Violence against Muslims has been on the rise in India under the far-right Hindu nationalist Bharatiya Janata Party (BJP) party led by Prime Minister Narendra Modi. The party has long been accused of targeting the marginalized Muslims in the country, with its leaders often resorting to hate speeches against the community of more than 200 million. Many investigations by the country’s independent committees have found that the BJP was complicit in riots that attacked the Muslim community. Last year, Gregory Stanton, the founder and director of Genocide Watch warned that there are early “signs and processes” of genocide happening against Muslims in India. Genocide Watch earlier correctly predicted the genocide of Tutsis in Rwanda several years before it occurred in the mid-1990s.

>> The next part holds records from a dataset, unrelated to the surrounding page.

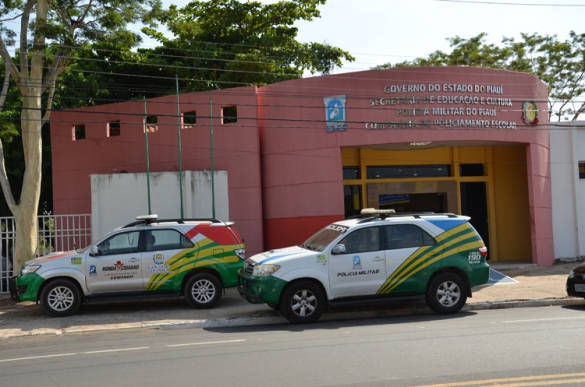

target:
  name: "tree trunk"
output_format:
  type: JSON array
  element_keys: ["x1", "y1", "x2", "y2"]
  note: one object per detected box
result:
[{"x1": 12, "y1": 94, "x2": 42, "y2": 275}]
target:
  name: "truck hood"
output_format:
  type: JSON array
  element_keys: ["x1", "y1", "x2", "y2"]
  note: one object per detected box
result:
[
  {"x1": 249, "y1": 246, "x2": 323, "y2": 264},
  {"x1": 24, "y1": 250, "x2": 79, "y2": 266}
]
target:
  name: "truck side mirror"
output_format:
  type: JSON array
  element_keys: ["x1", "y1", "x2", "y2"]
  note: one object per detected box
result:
[{"x1": 331, "y1": 244, "x2": 345, "y2": 254}]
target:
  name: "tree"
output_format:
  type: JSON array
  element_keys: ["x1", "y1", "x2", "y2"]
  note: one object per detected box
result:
[
  {"x1": 376, "y1": 32, "x2": 585, "y2": 121},
  {"x1": 134, "y1": 0, "x2": 355, "y2": 92},
  {"x1": 0, "y1": 0, "x2": 161, "y2": 275}
]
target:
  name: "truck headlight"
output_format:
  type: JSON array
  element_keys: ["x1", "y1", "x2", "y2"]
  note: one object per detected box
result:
[
  {"x1": 20, "y1": 265, "x2": 41, "y2": 275},
  {"x1": 252, "y1": 265, "x2": 280, "y2": 277},
  {"x1": 234, "y1": 249, "x2": 246, "y2": 259}
]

The demolitions by the BJP government are framed as “retribution” and “punishment” for Muslims for participating in anti-government protests — a gross violation of human rights, and a clear example of extrajudicial punishment even if the accusations are true. Most observers, however, see the violence as purely ethnically motivated. Now the BJP party has turned to targeted demolitions, in a move some activists say comes from Israel’s history of targeting Palestinian communities with state-sponsored evictions using bulldozers and other dramatic means.

A slew of Evictions

“The first factory was demolished because they mistook another Amjad for me but in September [2022] they demolished my second factory as a revenge for filing cases against them,” Khan said, determined to find a legal remedy. Khan’s factory is far from the only Muslim property targeted; the issue is occurring across the country.

In Gujarat, Modi’s home state, a similar demolition drive was carried out by authorities in the town of Khambat after the Ramnavami communal tensions. Amnesty International India investigated the demolitions, which included verifying the government claims and hearing the testimonies of those impacted. It found that Muslims were subjected to “collective punishment.”

“Our investigations found that 19 factories were demolished in Khambat, all of which belonged to members of the Muslim community. The factory owners told Amnesty International India that residential properties next to their factories that were owned by members of the Hindu community were left untouched. Such punitive demolition of Muslim properties could amount to collective punishment, in violation of international human rights law,” Aakar Patel, Chair of Amnesty International India, told Inkstick.

In Dindori district, Madhya Pradesh, police and the local municipal government demolished the house and three shops of Abdul Haleem Khan after his son, Asif Khan, married a Hindu. Recollecting the ordeal, Haleem Khan said, “They kept me in jail for days and bulldozed my house for my son’s love affair.” Tweeting about the demolition, the collector of Dindori accused Asif Khan of kidnapping the girl, a claim refuted by the girl herself. Later the charges were dropped and the court provided the interfaith couple protection. “They were working for the Hindu goons. After the charges were dropped they said the house was demolished because it was unauthorized. I have all the papers to prove it is legal,” Haleem Khan told Inkstick.

Bulldozing of Muslim properties — a troubling new trend — is seen by many observers as a “retributive policy” to target Muslims who have confronted and protested against the growing systemic state-sanctioned oppression. Sixteen houses and 29 shops of Muslim households were demolished in Khargone alone last year, including a house built under the government’s welfare fund. Dozens of properties belonging to Muslims have been demolished in several other states ruled by the BJP.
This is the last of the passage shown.